白居易心有所思,道:「來人,筆墨伺候!」
他的隨從,立刻在桌台,鋪上筆墨紙硯台。
白居易略一思緒,提筆揮墨潑灑。
「《琵琶行》
千呼萬喚始出來,猶抱琵琶半遮面。
輕攏慢捻抹復挑,初為霓裳後六么。
嘈嘈切切錯雜彈,大珠小珠落玉盤。
五陵年少爭纏頭,一曲紅綃不知數。
今年歡笑復明年,秋月春風等閒度。
弟走從軍阿姨死,暮去朝來顏色故。
淒淒不似向前聲,滿座重聞皆掩泣」
落下最後一筆,白居易猶如陷入魔怔之中,微聲長嘆。
趙居貞太守、欽差王大人在旁觀看。
王縣令、王主薄等眾大小官員,都翹首以盼。
白大人乃大唐天下的第一等才子,陛下跟前的紅人。能親眼見他落筆作詩,那簡直是無比的幸運。
趙居貞默念,嘆為觀止,贊道:「白大人高才。我觀斐興奴之霓裳羽衣舞,心中雖有所思,卻什麼也寫不出來。這一首《琵琶行》,催人淚下,必定是千古之絕唱,令在下驚嘆!」
白居易搖頭,淡然道:「我僅僅只是寫實,書寫斐興奴之平生,不增一分,也不減一色。吳郡之行,偶遇斐興奴小姐,乃是我白某的幸運,得此詩,此行也算圓滿。」
趙居貞卻是感嘆羨慕道:「我趙氏名門兄弟四進士,過個數十年後,便被世人遺忘。白兄此詩,乃是流芳千古之絕唱。這首《琵琶行》,怕是千百年後,世人依然口口傳頌。她比我這的太守,還更有名,更幸運。「
「趙大人此言差矣~!」
白居易搖頭,道:「先有她斐興奴,白某才能寫下這篇《琵琶行》。並非我成就她斐興奴。再說了,趙大人和斐興奴小姐,也比不得。

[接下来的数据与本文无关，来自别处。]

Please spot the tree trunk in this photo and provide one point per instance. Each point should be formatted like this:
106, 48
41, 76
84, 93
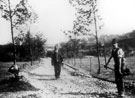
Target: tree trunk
97, 43
12, 33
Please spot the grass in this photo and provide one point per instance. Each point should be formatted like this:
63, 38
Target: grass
90, 64
4, 74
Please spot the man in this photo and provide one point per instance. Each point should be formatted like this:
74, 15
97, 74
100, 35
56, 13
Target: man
14, 70
57, 61
117, 54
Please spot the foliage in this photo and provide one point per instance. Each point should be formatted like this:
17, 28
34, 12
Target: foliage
37, 43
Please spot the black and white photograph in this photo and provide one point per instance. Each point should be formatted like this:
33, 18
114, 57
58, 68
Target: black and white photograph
67, 48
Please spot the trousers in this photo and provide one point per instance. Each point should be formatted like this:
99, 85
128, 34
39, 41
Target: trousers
57, 69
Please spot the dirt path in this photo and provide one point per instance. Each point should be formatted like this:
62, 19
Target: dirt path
67, 86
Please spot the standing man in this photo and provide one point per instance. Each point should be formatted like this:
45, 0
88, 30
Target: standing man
117, 54
57, 61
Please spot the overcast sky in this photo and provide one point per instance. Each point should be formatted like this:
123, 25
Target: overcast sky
58, 15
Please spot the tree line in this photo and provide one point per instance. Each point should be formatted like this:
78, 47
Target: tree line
31, 48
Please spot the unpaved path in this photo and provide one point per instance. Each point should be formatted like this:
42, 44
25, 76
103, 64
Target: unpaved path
67, 86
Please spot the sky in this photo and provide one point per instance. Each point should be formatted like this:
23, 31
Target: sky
55, 16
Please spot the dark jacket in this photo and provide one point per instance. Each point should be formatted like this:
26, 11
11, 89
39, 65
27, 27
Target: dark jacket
56, 58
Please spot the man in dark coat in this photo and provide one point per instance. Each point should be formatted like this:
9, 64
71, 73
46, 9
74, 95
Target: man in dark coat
57, 61
117, 55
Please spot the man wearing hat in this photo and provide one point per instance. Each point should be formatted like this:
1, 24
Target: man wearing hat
117, 54
57, 61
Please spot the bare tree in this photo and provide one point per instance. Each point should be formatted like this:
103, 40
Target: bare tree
87, 20
16, 14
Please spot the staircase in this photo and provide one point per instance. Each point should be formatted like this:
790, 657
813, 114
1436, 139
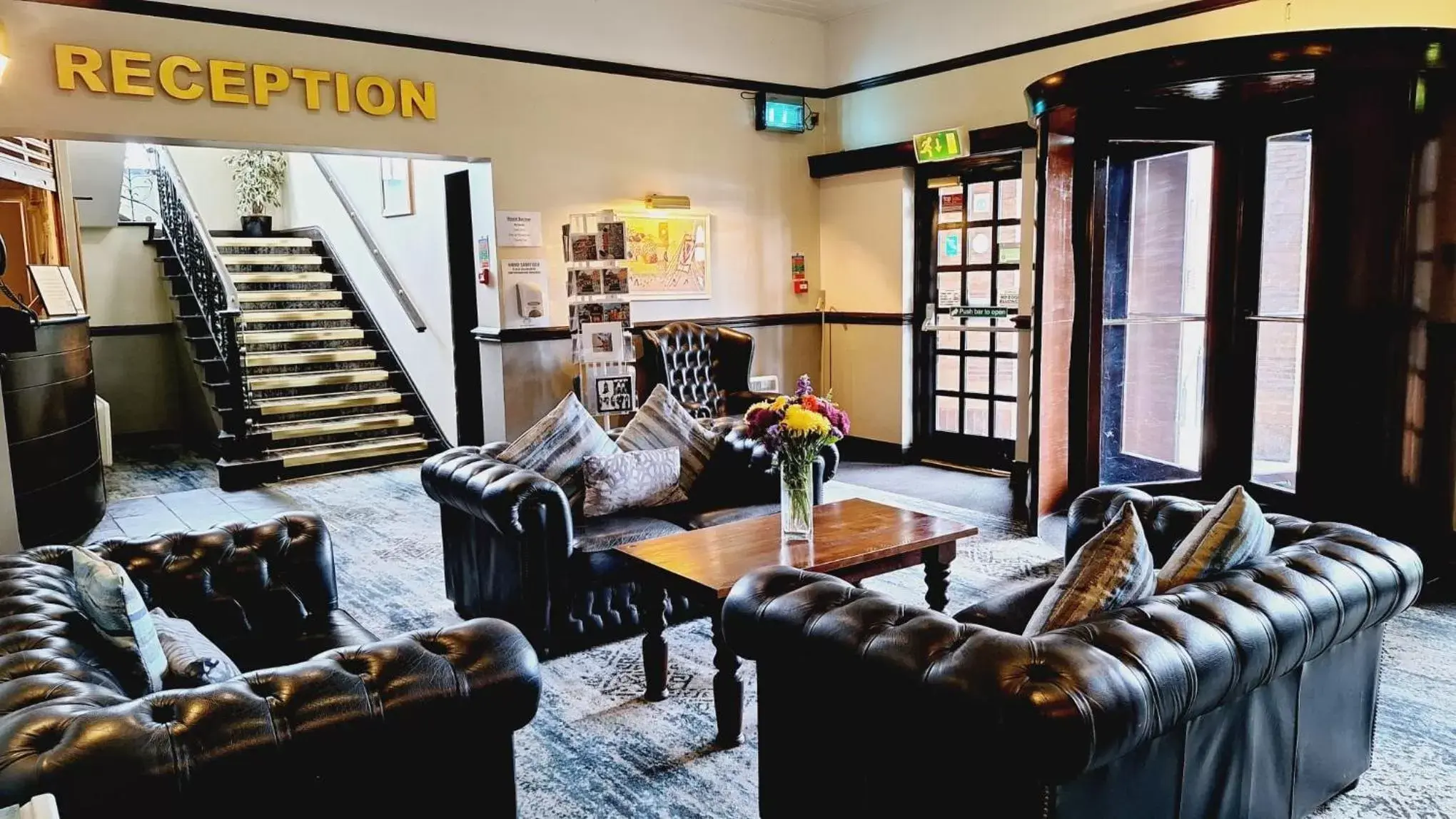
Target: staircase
299, 376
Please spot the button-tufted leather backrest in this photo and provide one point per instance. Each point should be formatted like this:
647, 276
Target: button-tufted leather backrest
1167, 519
699, 365
238, 582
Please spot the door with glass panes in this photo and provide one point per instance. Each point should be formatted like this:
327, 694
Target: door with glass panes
971, 362
1198, 322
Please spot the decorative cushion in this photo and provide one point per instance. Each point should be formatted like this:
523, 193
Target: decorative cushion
632, 480
193, 659
663, 424
1111, 571
114, 606
557, 445
1230, 534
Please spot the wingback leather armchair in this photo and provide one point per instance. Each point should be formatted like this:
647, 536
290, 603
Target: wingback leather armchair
1250, 694
516, 550
326, 719
705, 368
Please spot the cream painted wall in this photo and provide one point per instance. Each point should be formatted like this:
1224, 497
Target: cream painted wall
992, 93
687, 35
866, 246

趙大人是這一世的顯貴,享受畢生的榮華只是後世名聲不顯。
而她斐興奴,怕是要受今世之苦,才留身後千年的流芳名。」
「我等世俗凡人,人生也就短短百年,誰不想流芳千古!我何嘗不是想在史書上記下一筆。」
趙居貞依然羨慕:「白大人,不如也幫在下寫一首?隨便寫一首就行,日後世人提起白大人的詩,也會順帶想起在下。」
他自己也會寫詩,但寫的不怎麼好,欣賞的人不多。只有白居易這位大唐一等才子的詩,才會世人爭相傳頌。
「寫你?寫什麼?」
白居易詫異。
「我為官一方,滅了巨鯨幫啊!」
趙居貞連忙道。
白居易笑而不語。
趙居貞不由連忙問道:「怎麼,這剿滅巨鯨幫,鎮守吳郡的功勞,不夠寫入詩?」
王欽差不由大笑,拍著趙居貞的肩膀道:「趙大人,你就別想了。陛下想得他一首讚頌之詩,暗示了數次,尚且得不到,被他氣得不輕。你我之輩,哪有這麼大福氣。
別瞧你我在座數十官員,今晚煙雨樓內滿堂的豪傑英雄,好像各個名氣大,多不勝數。但數十年一過,全都沉寂消失在這滾滾紅塵世俗之中,掀不起半片浪花。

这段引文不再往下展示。